Transformasi dan Disrupsi
Sis Ismiyati (2018) mengatakan bahwa ada beberapa kiat-kiat yang harus dijalankan oleh pengelola perpustakaan agar perpustakaan tidak semakin tergerus oleh dahsyatnya perkembangan globalisasi saat ini. Perpustakaan harus berani merubah mindset yang awalnya sebagai pusat informasi, saat ini harus berubah tidak hanya menjadi pusat informasi saja, tetapi harus sebagai pusat aktivitas.
Perpustakaan harus siap berbenah diri, perpustakaan harus siap bertransformasi. Perpustakaan menjadi tempat untuk mempersiapkan pemustakanya menjadi penuh kemampuan (skillfull) bukan hanya dengan teori (pengetahuan) semata, namun juga melalui praktikum, dengan aktivitas yang mendukung sesuai kreativitasnya.
Perpustakaan harus aktif menjalin kerjasama (networking) dengan perpustakaan yang lain, karena perpustakaan pasti memiliki kekurangan dan kelebihannya masing-masing.

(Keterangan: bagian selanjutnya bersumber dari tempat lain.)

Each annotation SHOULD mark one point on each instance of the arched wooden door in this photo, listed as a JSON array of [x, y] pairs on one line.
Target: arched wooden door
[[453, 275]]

Dengan aktif menjalin kerjasama dan saling bersinergi antar perpustakaan, maka perpustakaan sebagai pusat ilmu pengetahuan, sebagai pusat aktivitas dan sebagai pusat rekreasi akan semakin dapat dirasakan kemanfaatannya oleh masyarakat secara luas.
Transformasi ini juga disambut berbagai industri, pemerintahan, lembaga pendidikan bahkan perpustakaan. Semua berusaha untuk menyesuaikan dan menyelaraskan dengan perubahan iklim informasi era digital yang menantang seperti sekarang ini. Era industri 4.0 ini menjadi cambuk bagi perpustakaan dan pustakawan untuk berbenah dan melakukan yang terbaik untuk eksistensi perpustakaan di tengah masyarakat sehingga bisa memberikan kontribusi yang positif bagi generasi-generasi yang akan datang.